The CFPB is constrained by the original 1033 requirements which were for financial services, however, the ability for Open Data cross industry is the U.S.’ competitive edge – have they missed a trick or does this present a massive opportunity at scale?

While the debate has continued since the publication of the principles in 2017 about what this really means for banks and other data providers on requirement to provide Open Banking data it has provided the threat of regulatory intervention.

In turn the central entities differ. Started in 2015, FDX in the U.S. saw the importance of having not only fintechs who wanted to use the raw data but in having data providers who wish to provide the data.

FDX says it “is dedicated to unifying the financial industry around a common standard for the secure and convenient access of permissioned consumer and business financial data” and should be heralded for the intrinsic role it has played in the success of Open Banking in the U.S.

Through its leadership, which includes representation from across the market and a two thirds majority before it does anything, it has built common standards for the industry. Not only for accounts and transactions but for tax, money movement, investments and pensions, fraud signals, student loans and colleges – in fact all areas where their members have demand.

It is unsurprising therefore that the U.S. has a breadth of use cases. Data on checking and credit card accounts fit the commercial drivers and pending legislation. Home loans and auto loans are welcomed by data providers as a way of reducing risk. Corporate treasury such as using APIs to upload information to SAP or Salesforce rather than rely on the CSV files is being monetised.

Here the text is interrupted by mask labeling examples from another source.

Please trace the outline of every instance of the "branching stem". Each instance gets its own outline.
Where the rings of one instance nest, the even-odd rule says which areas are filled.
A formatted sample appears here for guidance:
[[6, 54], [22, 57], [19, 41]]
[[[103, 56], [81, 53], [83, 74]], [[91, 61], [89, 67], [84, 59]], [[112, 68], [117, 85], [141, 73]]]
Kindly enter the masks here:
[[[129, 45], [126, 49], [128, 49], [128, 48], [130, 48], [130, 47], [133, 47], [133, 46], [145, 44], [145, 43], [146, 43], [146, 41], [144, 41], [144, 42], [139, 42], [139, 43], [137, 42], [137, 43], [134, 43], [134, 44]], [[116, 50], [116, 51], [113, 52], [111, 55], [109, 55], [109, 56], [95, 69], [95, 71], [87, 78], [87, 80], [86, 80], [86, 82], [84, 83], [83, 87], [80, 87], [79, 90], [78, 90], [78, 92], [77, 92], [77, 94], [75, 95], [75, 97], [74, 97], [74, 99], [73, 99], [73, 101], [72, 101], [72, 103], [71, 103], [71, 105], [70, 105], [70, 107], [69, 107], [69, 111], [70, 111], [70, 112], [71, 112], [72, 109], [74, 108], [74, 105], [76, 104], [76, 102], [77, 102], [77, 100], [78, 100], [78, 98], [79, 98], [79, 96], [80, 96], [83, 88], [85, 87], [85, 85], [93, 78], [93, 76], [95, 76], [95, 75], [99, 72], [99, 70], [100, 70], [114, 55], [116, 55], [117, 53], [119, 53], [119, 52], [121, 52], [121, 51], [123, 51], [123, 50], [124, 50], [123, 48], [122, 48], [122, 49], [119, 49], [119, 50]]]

It also means the U.S. has a nimble model. FDX has consciously set itself up to be welcoming. It releases APIs twice a year, is constantly innovating and offers full local sovereignty giving the right to ratify a change to the specifications such as the ability for Canada to charge for APIs.

Open Banking can help banks innovate to improve products and services for their customers, but for banks to benefit from these opportunities, there are several technology challenges they must first overcome. Top of that list is data privacy and ensuring their customers’ financial data is kept safe and secure.

In conclusion, for UK-based Open Banking providers the U.S. market is a matter of “if,” not “when.”

However, there is still much to be done in Europe following the launch of PSD3 and some barriers remain. While 1033 is an exciting shift forward for U.S. Open Banking, the regulation currently lacks clarity.. One thing is clear – 1033 will simplify access to data and bring much needed standardisation.